I am trying to parse a file encoded in utf-8
. No operation has problem apart from write to file (or at least I think so). A minimum working example follows:
from lxml import etree
parser = etree.HTMLParser()
tree = etree.parse('example.txt', parser)
tree.write('aaaaaaaaaaaaaaaaa.html')
example.txt:
<html>
<body>
<invalid html here/>
<interesting attrib1="yes">
<group>
<line>
δεδομένα1
</line>
</group>
<group>
<line>
δεδομένα2
</line>
</group>
<group>
<line>
δεδομένα3
</line>
</group>
</interesting>
</body>
</html>
I am already aware of a similar previous question but I could not solve the problem either without specifying the output encoding, or using utf8
or iso-8859-7
.
I have concluded that the file is in utf8
since it displays correctly at Chrome when choosing this encoding.
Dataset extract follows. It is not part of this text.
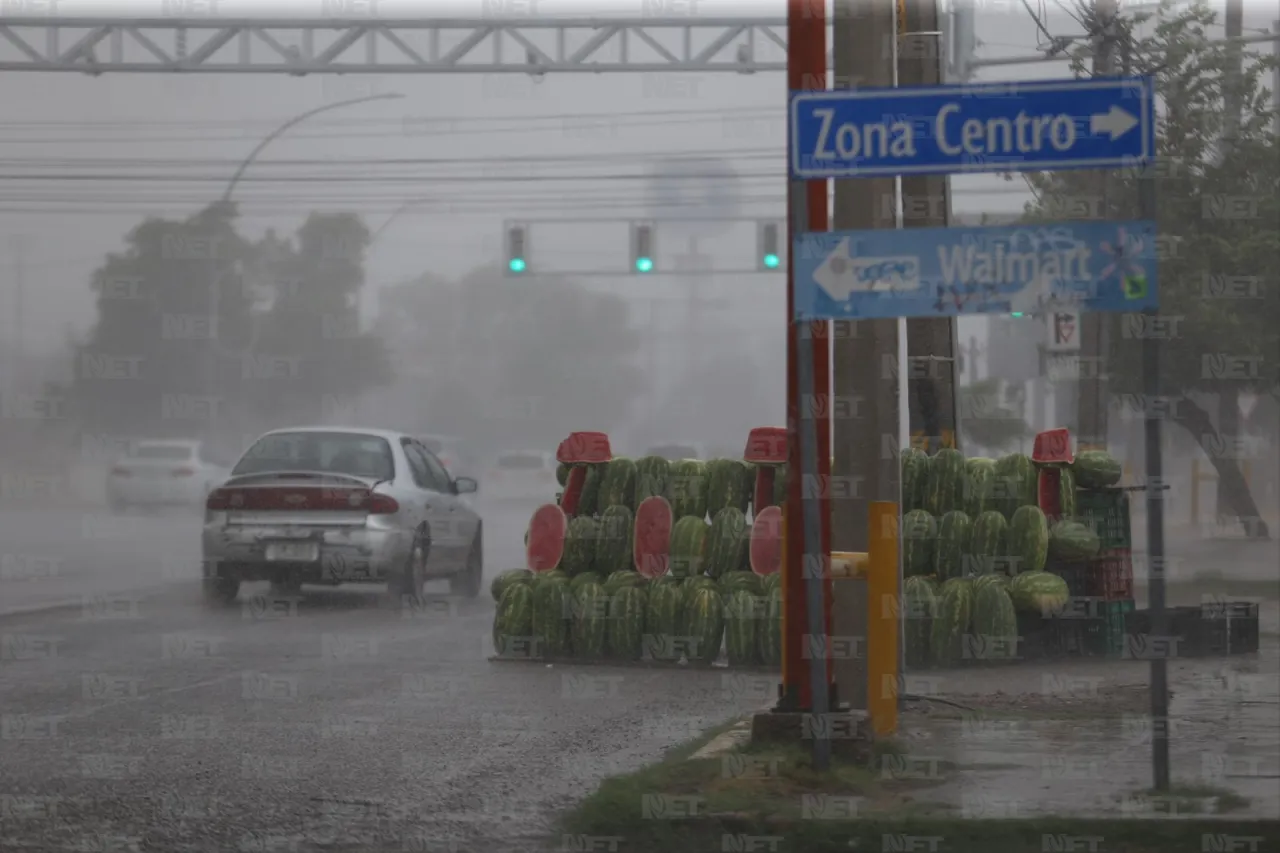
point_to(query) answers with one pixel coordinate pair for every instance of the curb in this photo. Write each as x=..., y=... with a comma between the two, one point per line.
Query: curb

My editor (Kate) agrees.
I get no runtime error, but the output is not as desired.
Example output with tree.write('aaaaaaaaaaaaaaaaa.html', encoding='utf-8')
:
<!DOCTYPE html PUBLIC "-//W3C//DTD HTML 4.0 Transitional//EN" "http://www.w3.org/TR/REC-html40/loose.dtd">
<html><body>
<invalid html="" here=""/><interesting attrib1="yes"><group><line>
δεδομÎνα1
</line></group><group><line>
δεδομÎνα2
</line></group><group><line>
δεδομÎνα3
</line></group></interesting></body></html>